Australia’s blocking of Qatar airways is a parable in anti-competitive intervention

By Sascha O'Sullivan

The Australian government has blocked new flights from Qatar Airways.

With such strong demand for travel to Australia, extra Qatar airways flights would mean more competition and a dent in Qantas’ record profits – something the Australian government wants to block, writes Matthew Lesh.

The cost of flights between Europe and Australia has skyrocketed this year. Australians seeking some sun over winter and Brits booking to see family and friends over Christmas are aghast at eye-watering fares.

Flights are over 60 per cent more expensive than pre-pandemic. It now costs around £1,500 for a return flight in economy. The immediate cause for these airfares is inescapable – with strong post-pandemic demand, and plane and pilot shortages limiting supply, high prices are inevitable.

In this context, the Australian Labor Government’s decision to reject Qatar Airways’ application for an additional 21 weekly flights to Australia has raised quite a few eyebrows. The government claimed it would be against the “national interest”. They haven’t provided any specific reasoning.

These flights would have meant cheaper airfares and hundreds of thousands more people visiting Australia, contributing over AU$500m (£253m) per year to the national economy. Travel agents, opposition politicians, state leaders, and tourism bodies have all raised concerns about the decision.

It’s particularly disparaging considering Qatar Airways – unlike most other airlines – continued operating commercial flights throughout the pandemic, providing a key link for freight and people during an excruciatingly difficult time.

Of course, Qatar is no saint of an airline. They are a state-run and subsidised enterprise. There is speculation that the Australian government’s decision was retaliation for Qatari authorities intimately examining Australian women in 2020.

The women were dragged from a Qatar flight at gunpoint, forced to remove their underwear and some had gynaecological examinations. Qatari officials ultimately apologised for this grotesque behaviour, while a security official was later charged and given a prison sentence.

Crucially, there also appears to have been an effective lobbying campaign against the expansion. Australia’s national carrier, Qantas, objected to Qatar’s application on the basis that it could lead to the loss of Australian jobs.

But considering the strong demand for air travel into Australia, it seems more likely it would have simply meant more competition and a dent in Qantas’ record profits. An industry source told The Guardian Australia that “the refusal of additional air rights is essentially a free kick to Qantas, who are profitable but aren’t expanding much right now … so this holds their competition back too”.

Brits have benefited from the immense power of competition in European aviation over recent decades. European Union rules requiring all member countries to open their airspace to flights from EU airlines enabled the development of low-cost carriers. This has meant millions more people are able to travel, with far more options at lower costs than imaginable in the past.

Australians don’t benefit from such arrangements. Governments have repeatedly opted to limit the number of flights coming into Australia and domestic airlines allowed to operate, making travel unnecessarily expensive. In another anticompetitive twist, Qantas has a partnership with Emirates that allows them to operate as a single carrier, further dampening competitive pressures. The two together make up 52 per cent of all flights between the UK and Australia.
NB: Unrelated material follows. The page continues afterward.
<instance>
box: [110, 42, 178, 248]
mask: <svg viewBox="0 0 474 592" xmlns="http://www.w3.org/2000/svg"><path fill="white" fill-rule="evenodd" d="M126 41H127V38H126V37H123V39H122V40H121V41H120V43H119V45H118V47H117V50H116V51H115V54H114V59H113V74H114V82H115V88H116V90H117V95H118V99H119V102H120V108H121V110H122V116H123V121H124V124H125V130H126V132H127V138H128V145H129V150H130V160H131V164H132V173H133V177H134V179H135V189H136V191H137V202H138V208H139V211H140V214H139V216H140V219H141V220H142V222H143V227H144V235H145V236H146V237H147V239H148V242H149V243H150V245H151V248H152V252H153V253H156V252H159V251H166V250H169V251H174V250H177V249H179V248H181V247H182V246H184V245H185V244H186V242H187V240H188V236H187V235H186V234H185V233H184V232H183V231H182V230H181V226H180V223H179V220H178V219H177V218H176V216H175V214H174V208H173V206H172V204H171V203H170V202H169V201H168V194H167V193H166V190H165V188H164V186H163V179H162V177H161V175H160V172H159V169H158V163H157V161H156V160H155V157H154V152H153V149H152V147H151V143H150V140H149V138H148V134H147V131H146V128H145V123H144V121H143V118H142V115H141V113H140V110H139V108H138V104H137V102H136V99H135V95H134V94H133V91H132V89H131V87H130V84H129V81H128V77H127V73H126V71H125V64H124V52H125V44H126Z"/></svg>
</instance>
Lack of aviation competition damages the economy – in particular, by limiting tourism and reducing opportunities to build business links. But it also means fewer Aussies can experience the world or visit family. There is a very real human cost to these policies.

Markets only function effectively when there are minimal barriers to entry so that when prices start increasing, more players can enter the market. There have always been high fixed costs in aviation that make this more difficult than other industries – there are never likely to be hundreds of airlines vying for passengers. But more than anything else, it has been the choice of governments to limit competition.

One prime example is the allocation of landing and take-off slots at congested airports. These were given away at zero cost many years ago, on a practically indefinite basis, to legacy carriers.

IAG — the parent company behind British Airways — controls more than half the slots at Heathrow. This limits the likes of Virgin from effectively competing. It has also led to weird anomalies, like airlines running empty ‘ghost’ flights to maintain their slots (they have to be used 80 per cent of the time or are lost). This phenomenon, which was repeated during Covid, is hardly good for the environment, and the U.K. has the opportunity to diverge from these rules post-Brexit.

In the 1960s, influential historian Geoffrey Blainey wrote about how the “tyranny of distance” has shaped Australian society. Perhaps a little more competition in aviation could help alleviate at least some of this tyranny.